A Practical Immunohistochemistry-Based Model for Predicting Pathologic Complete Response in Estrogen Receptor-Strong Positive and HER2-Negative Breast Cancer
- Author:
Su Min LEE
1
;
Jeong Eon LEE
;
Seok Jin NAM
;
Seok Won KIM
;
Jonghan YU
;
Byung Joo CHAE
;
Se Kyung LEE
;
Jai Min RYU
;
Eun Yoon CHO
;
Hyunwoo LEE
;
Woong Ki PARK
Author Information
- Publication Type:Original Article
- From:Journal of Breast Cancer 2026;29(2):128-140
- CountryRepublic of Korea
- Language:English
-
Abstract:
Purpose:While the benefit of neoadjuvant chemotherapy (NAC) has been established in human epidermal growth factor receptor 2 (HER2)-positive and triple-negative breast cancers, its effectiveness in achieving pathological complete response (pCR) and optimal patient selection in estrogen receptor (ER)-positive, HER2-negative breast cancers remain less clearly defined. This study aimed to identify immunohistochemistry (IHC)-based predictors of pCR and to develop a scoring model for ER-strong positive/HER2-negative breast cancer.
Methods:Data from a prospective cohort were retrospectively analyzed. We included 522 patients with ER-strong positive/HER2-negative tumors who received NAC and surgery between 2008 and 2021. IHC markers including progesterone receptor (PR), Ki-67, epidermal growth factor receptor (EGFR), cytokeratin 5/6 (CK5/6), and p53 were evaluated to identify predictors of pCR. Independent predictors of pCR from multivariate logistic regression were used to develop a weighted 4-point model. Model performance was assessed using receiver operating characteristic analysis. The prognostic impact of pCR was evaluated using KaplanMeier and Cox regression analyses.
Results:Independent predictors of pCR included PR-negative status, positivity for basallike markers (EGFR or CK5/6), and Ki-67 ≥ 50%. The scoring model demonstrated good discrimination for pCR (area under the curve = 0.754). pCR rates increased stepwise, with scores of 4.9% (low), 10.7% (intermediate), and 36.2% (high). In the high-score group, pCR was significantly associated with improved disease-free survival (hazard ratio [HR], 0.09; p = 0.023) and distant metastasis-free survival (HR, 0.11; p = 0.035), whereas no significant survival differences according to pCR status were observed in the low and intermediate score groups.
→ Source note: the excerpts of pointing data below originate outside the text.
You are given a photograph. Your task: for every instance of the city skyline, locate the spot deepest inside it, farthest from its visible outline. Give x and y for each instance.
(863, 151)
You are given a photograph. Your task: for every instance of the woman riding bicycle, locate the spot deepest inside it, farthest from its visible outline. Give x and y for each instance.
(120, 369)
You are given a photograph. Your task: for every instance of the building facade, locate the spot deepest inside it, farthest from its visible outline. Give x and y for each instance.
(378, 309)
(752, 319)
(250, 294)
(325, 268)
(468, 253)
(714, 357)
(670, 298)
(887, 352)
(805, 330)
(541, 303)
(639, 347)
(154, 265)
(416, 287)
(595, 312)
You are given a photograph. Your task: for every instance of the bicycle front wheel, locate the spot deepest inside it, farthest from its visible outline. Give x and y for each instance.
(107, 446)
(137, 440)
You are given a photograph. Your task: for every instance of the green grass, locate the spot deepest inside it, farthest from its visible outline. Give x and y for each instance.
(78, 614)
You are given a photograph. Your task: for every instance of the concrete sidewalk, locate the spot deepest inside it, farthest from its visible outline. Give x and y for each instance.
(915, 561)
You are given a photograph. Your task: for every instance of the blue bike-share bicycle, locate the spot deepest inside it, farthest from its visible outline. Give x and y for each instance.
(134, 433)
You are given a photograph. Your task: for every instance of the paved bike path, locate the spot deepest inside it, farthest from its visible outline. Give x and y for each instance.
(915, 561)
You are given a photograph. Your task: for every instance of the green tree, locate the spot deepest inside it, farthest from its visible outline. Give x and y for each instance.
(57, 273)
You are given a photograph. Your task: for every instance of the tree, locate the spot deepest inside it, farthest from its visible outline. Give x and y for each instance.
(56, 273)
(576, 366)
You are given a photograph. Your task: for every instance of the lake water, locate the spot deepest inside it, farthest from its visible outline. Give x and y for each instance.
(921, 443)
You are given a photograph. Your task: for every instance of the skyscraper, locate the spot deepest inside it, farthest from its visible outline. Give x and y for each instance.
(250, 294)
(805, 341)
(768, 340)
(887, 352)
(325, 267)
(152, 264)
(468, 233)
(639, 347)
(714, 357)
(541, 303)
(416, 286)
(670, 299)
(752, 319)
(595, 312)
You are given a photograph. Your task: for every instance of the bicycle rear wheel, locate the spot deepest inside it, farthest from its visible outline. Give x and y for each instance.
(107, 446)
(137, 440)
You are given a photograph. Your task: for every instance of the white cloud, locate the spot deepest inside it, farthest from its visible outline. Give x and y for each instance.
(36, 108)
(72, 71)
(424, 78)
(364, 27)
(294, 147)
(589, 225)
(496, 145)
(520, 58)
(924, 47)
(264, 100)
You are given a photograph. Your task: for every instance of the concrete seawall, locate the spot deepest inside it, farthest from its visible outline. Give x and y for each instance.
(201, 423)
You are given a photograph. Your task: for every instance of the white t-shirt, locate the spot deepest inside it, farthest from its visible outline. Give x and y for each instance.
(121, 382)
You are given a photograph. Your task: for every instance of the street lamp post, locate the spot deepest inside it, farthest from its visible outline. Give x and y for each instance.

Conclusion:This IHC-based model predicts pCR and helps identify subgroups in which pCR is associated with meaningful survival benefit following NAC in ER-positive/HER2-negative breast cancers. High-scoring patients may benefit from NAC, while patients with low- or intermediatescores may be better managed with surgery and endocrine therapy. This model may support personalized treatment decisions regarding NAC.